As a companion to recent RD pieces “5 Ways the Internet Has Been Trying to Kill Religion” and “The Internet Is Not Killing Religion, Religion is Killing Religion,” see this long essay from the Huffington Post entitled “The Hook of Mormon” about online LDS proselytizing efforts. The results seem pretty glowing:
Whereas traditional Mormon missionaries convert, on average, six people during their 18- to 24-month service, the online apostles in Provo have averaged around 30 converts per missionary per year, says [BYU Professor Gideon] Burton. And these people stick around. Ninety-five percent of the Internet converts have kept active, a retention rate more than triple the norm….
The idea that a “self-selected cohort curious enough to reach out directly” yields better teaching contacts seems pretty logical, and if this produces better results for everyone involved, from the leaders of the church to missionaries to investigators, I’ll give it a cautious thumbs up.

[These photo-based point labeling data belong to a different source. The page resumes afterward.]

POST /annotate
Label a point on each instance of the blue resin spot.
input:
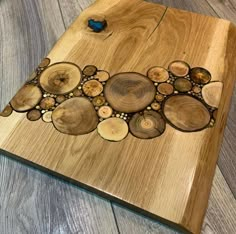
(97, 26)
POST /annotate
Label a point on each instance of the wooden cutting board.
(131, 103)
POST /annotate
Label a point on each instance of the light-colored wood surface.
(216, 223)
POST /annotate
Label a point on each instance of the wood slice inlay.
(183, 85)
(105, 112)
(158, 74)
(200, 75)
(165, 89)
(60, 78)
(179, 68)
(26, 98)
(90, 70)
(129, 92)
(7, 111)
(75, 116)
(47, 103)
(148, 125)
(212, 92)
(92, 88)
(113, 129)
(102, 76)
(186, 113)
(34, 115)
(47, 117)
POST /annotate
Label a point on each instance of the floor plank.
(226, 9)
(30, 201)
(220, 217)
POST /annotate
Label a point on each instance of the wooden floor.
(33, 202)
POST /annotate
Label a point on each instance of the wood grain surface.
(220, 191)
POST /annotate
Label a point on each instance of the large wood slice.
(129, 92)
(186, 113)
(147, 125)
(60, 78)
(75, 116)
(26, 98)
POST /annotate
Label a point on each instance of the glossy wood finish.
(156, 230)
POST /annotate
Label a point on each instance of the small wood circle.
(165, 89)
(113, 129)
(90, 70)
(105, 112)
(159, 97)
(60, 99)
(47, 103)
(156, 106)
(200, 75)
(92, 88)
(77, 92)
(179, 68)
(158, 74)
(148, 125)
(99, 101)
(129, 92)
(182, 85)
(32, 76)
(197, 89)
(60, 78)
(75, 116)
(47, 117)
(44, 63)
(34, 115)
(186, 113)
(7, 111)
(102, 76)
(26, 98)
(212, 92)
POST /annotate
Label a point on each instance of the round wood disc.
(156, 106)
(182, 85)
(32, 76)
(212, 92)
(75, 116)
(102, 76)
(179, 68)
(26, 98)
(200, 75)
(186, 113)
(197, 89)
(47, 117)
(99, 101)
(44, 63)
(47, 103)
(159, 97)
(113, 129)
(90, 70)
(7, 111)
(77, 92)
(148, 125)
(165, 89)
(34, 115)
(105, 112)
(60, 78)
(92, 88)
(129, 92)
(158, 74)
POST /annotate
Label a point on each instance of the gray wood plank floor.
(33, 202)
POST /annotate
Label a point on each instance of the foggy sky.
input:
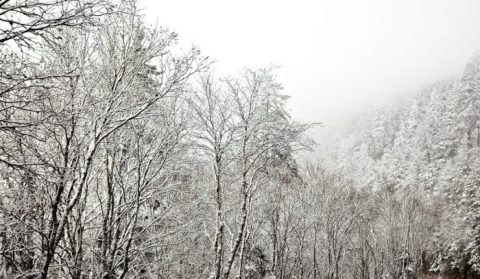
(336, 56)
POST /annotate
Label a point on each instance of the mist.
(153, 139)
(336, 57)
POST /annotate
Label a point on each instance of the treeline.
(122, 156)
(429, 142)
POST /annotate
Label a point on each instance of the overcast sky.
(336, 56)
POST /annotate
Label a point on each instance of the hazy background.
(336, 56)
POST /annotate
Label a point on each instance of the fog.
(336, 57)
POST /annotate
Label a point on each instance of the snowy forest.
(122, 155)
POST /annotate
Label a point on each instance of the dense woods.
(123, 156)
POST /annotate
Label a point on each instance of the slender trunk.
(241, 229)
(220, 226)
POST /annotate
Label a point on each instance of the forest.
(123, 155)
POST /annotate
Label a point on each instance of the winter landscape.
(128, 152)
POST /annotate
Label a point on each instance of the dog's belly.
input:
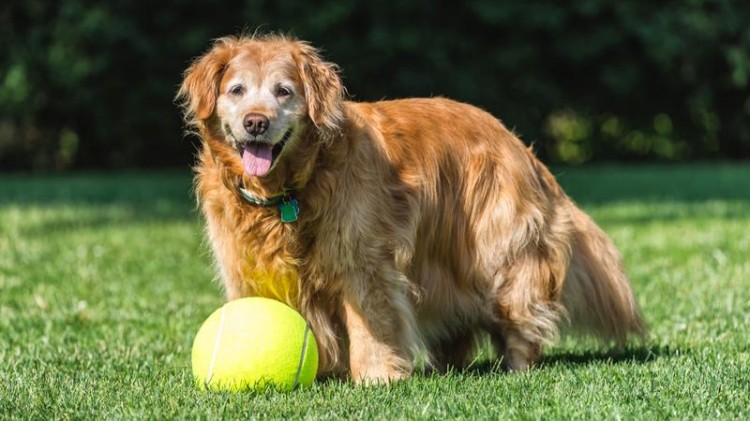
(446, 308)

My reservation is that I worry about the effects of this approach to missionary work on the missionaries. The article mentions that missionaries spend “11 hours a day, six days at a stretch” in front of a computer. Given that sitting is supposedly the new smoking, I see this as a very serious health threat for the 18- to 21-year-olds who constitute the bulk of the missionary force.

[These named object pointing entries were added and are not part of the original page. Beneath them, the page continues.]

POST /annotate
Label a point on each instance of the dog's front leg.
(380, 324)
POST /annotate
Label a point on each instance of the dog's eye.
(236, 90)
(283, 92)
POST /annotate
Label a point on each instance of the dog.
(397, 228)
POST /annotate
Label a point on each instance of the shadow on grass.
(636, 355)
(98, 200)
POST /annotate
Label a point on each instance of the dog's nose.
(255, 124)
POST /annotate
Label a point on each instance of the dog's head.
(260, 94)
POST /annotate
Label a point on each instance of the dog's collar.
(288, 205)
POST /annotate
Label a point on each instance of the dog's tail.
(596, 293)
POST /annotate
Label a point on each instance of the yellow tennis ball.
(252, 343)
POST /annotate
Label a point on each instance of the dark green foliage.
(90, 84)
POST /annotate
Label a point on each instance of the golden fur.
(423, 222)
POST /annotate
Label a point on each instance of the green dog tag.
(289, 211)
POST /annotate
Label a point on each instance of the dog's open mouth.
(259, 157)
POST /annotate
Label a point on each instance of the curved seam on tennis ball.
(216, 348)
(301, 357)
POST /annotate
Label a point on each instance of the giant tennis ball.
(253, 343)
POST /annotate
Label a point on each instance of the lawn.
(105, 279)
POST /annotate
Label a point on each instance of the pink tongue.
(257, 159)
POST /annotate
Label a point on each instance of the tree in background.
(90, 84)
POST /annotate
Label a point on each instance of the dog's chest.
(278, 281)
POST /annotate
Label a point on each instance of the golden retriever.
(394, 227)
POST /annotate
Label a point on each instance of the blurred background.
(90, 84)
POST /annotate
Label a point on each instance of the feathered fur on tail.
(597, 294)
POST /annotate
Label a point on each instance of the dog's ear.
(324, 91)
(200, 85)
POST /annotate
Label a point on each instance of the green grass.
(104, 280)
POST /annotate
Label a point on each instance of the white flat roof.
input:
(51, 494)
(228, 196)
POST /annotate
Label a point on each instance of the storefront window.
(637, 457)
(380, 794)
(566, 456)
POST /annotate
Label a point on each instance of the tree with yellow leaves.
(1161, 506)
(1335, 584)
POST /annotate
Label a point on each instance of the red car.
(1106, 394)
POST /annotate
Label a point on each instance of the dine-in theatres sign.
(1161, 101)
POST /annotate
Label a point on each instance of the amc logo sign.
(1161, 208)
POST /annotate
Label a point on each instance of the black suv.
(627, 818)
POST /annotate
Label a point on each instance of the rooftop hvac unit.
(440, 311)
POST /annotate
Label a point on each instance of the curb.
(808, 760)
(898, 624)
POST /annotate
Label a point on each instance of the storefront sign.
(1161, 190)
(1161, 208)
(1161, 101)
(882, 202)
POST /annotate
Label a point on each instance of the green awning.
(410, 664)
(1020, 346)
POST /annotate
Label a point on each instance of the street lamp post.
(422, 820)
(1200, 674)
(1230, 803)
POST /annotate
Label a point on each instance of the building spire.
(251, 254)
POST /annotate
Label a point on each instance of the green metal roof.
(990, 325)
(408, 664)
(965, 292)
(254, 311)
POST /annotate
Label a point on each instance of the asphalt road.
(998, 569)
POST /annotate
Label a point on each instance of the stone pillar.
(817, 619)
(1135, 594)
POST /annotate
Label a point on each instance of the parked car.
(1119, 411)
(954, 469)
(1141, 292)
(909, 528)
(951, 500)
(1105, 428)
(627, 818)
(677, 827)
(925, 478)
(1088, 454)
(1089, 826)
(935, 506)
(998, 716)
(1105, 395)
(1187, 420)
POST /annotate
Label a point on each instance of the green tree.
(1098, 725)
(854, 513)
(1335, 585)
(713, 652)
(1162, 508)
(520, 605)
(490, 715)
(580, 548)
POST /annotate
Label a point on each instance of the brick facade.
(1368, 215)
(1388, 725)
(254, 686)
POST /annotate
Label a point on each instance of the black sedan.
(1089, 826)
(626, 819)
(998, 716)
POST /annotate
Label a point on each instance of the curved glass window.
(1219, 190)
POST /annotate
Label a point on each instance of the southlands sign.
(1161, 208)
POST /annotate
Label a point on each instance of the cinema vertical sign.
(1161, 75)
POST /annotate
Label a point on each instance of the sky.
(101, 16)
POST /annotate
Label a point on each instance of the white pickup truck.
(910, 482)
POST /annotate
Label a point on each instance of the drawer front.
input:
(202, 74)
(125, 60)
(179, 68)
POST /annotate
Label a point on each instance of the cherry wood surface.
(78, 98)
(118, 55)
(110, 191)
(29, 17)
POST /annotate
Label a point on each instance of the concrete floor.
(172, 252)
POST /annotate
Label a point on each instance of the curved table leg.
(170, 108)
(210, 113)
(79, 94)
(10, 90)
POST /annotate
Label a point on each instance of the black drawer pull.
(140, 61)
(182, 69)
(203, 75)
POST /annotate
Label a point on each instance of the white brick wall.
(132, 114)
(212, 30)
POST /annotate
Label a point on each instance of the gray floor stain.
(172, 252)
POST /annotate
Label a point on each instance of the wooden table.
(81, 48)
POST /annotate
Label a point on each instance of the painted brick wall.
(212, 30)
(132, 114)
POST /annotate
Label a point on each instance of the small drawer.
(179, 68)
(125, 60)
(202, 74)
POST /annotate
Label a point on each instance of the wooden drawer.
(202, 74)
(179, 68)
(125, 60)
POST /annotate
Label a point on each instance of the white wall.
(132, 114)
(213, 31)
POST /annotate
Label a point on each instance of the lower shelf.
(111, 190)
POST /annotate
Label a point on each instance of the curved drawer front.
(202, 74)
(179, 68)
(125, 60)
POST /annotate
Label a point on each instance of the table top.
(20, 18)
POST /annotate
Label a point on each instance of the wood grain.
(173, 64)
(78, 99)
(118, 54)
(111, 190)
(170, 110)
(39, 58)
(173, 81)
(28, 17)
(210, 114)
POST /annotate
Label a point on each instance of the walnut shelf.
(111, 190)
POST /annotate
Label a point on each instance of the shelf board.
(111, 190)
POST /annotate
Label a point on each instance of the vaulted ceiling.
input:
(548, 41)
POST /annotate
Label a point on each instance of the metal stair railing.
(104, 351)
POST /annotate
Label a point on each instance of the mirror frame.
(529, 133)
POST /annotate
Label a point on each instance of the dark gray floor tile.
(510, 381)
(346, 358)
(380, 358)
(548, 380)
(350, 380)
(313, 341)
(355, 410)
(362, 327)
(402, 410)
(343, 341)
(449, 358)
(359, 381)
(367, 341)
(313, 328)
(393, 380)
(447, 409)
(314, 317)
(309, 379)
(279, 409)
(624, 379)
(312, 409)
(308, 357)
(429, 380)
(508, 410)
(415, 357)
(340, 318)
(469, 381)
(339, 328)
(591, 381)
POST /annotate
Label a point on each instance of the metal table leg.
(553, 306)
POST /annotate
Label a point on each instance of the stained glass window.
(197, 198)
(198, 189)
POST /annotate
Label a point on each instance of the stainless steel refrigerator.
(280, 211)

At least the more familiar approach, of walking up stairs in apartment buildings to knock on doors and of traveling to meetings and appointment by bike, provided good cardiovascular exercise. On my mission, I generally rode my bike at least ten to 15 hours a week.
Admittedly, the Referral Center Mission in Provo was created in part to “accommodate injured or disabled missionaries who’d have difficulty marching through neighborhoods”—Ryan Tucker, the missionary featured in the story, has muscular dystrophy. But even missionaries with limited mobility can benefit from a change of scenery and interactions with human beings they can see, hear and touch, and they also need opportunities to exercise in whatever ways they can. They shouldn’t be stuck in the same room eleven hours a day, six days a week, for two years.

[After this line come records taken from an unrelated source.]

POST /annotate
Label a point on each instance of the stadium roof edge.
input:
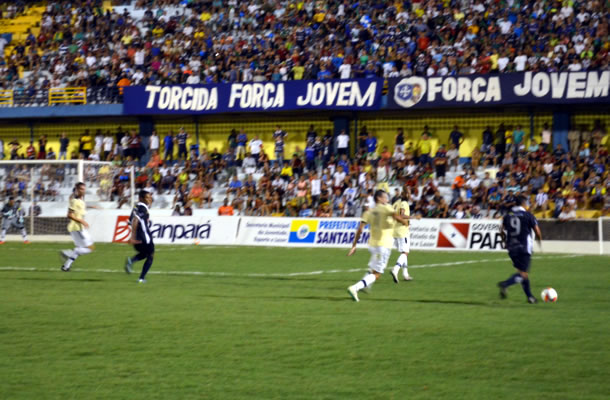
(89, 110)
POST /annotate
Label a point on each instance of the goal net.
(41, 190)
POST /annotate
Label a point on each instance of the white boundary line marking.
(270, 275)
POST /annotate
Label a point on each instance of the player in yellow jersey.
(381, 220)
(78, 228)
(401, 237)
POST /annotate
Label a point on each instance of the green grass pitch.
(263, 323)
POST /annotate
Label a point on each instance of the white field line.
(270, 275)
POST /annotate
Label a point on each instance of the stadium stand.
(53, 55)
(169, 42)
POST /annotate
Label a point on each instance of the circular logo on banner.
(409, 91)
(303, 232)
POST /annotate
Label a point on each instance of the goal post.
(43, 189)
(604, 235)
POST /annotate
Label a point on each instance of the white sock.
(367, 281)
(79, 251)
(69, 262)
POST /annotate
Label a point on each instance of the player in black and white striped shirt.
(141, 237)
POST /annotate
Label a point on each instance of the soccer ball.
(549, 295)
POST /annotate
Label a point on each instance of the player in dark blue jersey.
(141, 237)
(518, 225)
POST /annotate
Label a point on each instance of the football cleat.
(394, 273)
(502, 290)
(128, 265)
(64, 255)
(353, 292)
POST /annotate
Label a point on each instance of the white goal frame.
(81, 166)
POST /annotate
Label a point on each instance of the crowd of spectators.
(324, 180)
(209, 41)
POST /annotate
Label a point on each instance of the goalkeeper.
(13, 217)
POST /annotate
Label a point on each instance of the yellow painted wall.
(214, 134)
(589, 119)
(53, 130)
(471, 125)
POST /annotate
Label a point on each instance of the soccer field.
(245, 323)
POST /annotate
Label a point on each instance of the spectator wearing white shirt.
(520, 62)
(338, 178)
(345, 70)
(249, 164)
(575, 66)
(567, 213)
(542, 202)
(107, 144)
(316, 189)
(154, 141)
(256, 146)
(343, 143)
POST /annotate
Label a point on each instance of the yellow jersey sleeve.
(381, 226)
(400, 230)
(77, 207)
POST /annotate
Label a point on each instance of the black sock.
(138, 257)
(525, 284)
(512, 280)
(146, 267)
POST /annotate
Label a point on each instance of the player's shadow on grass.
(347, 298)
(58, 280)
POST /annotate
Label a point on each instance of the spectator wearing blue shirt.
(371, 145)
(456, 137)
(344, 162)
(324, 73)
(235, 185)
(229, 161)
(310, 157)
(168, 144)
(305, 211)
(242, 139)
(278, 137)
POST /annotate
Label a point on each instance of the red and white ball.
(549, 295)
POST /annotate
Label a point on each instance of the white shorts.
(379, 258)
(402, 244)
(81, 238)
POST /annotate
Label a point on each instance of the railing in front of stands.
(6, 97)
(68, 95)
(26, 97)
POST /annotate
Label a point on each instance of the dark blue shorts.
(521, 261)
(145, 249)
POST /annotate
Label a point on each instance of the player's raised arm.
(538, 235)
(403, 219)
(357, 237)
(134, 229)
(73, 217)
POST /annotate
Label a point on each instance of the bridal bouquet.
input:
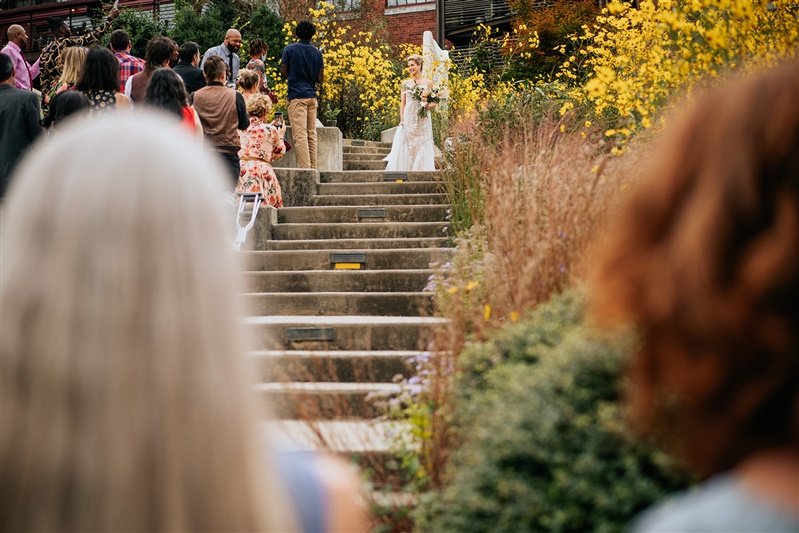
(428, 95)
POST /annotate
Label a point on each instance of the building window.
(346, 5)
(401, 3)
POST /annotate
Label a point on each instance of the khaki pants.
(302, 116)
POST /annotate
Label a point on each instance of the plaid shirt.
(128, 66)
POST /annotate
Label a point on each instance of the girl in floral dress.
(261, 143)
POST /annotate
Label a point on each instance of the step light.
(348, 260)
(309, 334)
(371, 212)
(396, 177)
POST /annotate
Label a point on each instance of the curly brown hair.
(704, 261)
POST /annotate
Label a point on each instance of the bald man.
(227, 51)
(25, 72)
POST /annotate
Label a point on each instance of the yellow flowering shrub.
(637, 59)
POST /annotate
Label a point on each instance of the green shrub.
(542, 442)
(141, 26)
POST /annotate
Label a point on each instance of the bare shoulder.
(123, 101)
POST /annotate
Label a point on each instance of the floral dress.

I’ve written about how pleased I am that the church is acknowledging howfruitless tracting is and is therefore moving toward having missionaries domore service. I hope that missions move toward incorporating as wide a range of activities as possible.
I especially hope that a good chunk of time is dedicated specifically to study, or that missionaries are allowed to use some of their computer time to research the topics they’re expected to educate others on. We had a saying in my mission in Taiwan: “Missionaries who go to English-speaking missions come home spiritual giants; missionaries who go to Spanish-speaking missions come home fluent; and missionaries who go to Asian-speaking missions just come home.”
We never had enough study time. If you didn’t understand a gospel topic before you went on your mission, chances were slim that you would learn a lot more about it as a missionary, especially because we were extremely limited in the books we were allowed to read: officially permitted reading consisted of less than a dozen texts, including standard LDS scriptures. There was also the instruction to read the Book of Mormon every day, even if that meant neglecting the Old or New Testaments.
Given that men can now serve missions at age 18 and thus have less life experience, this is problem.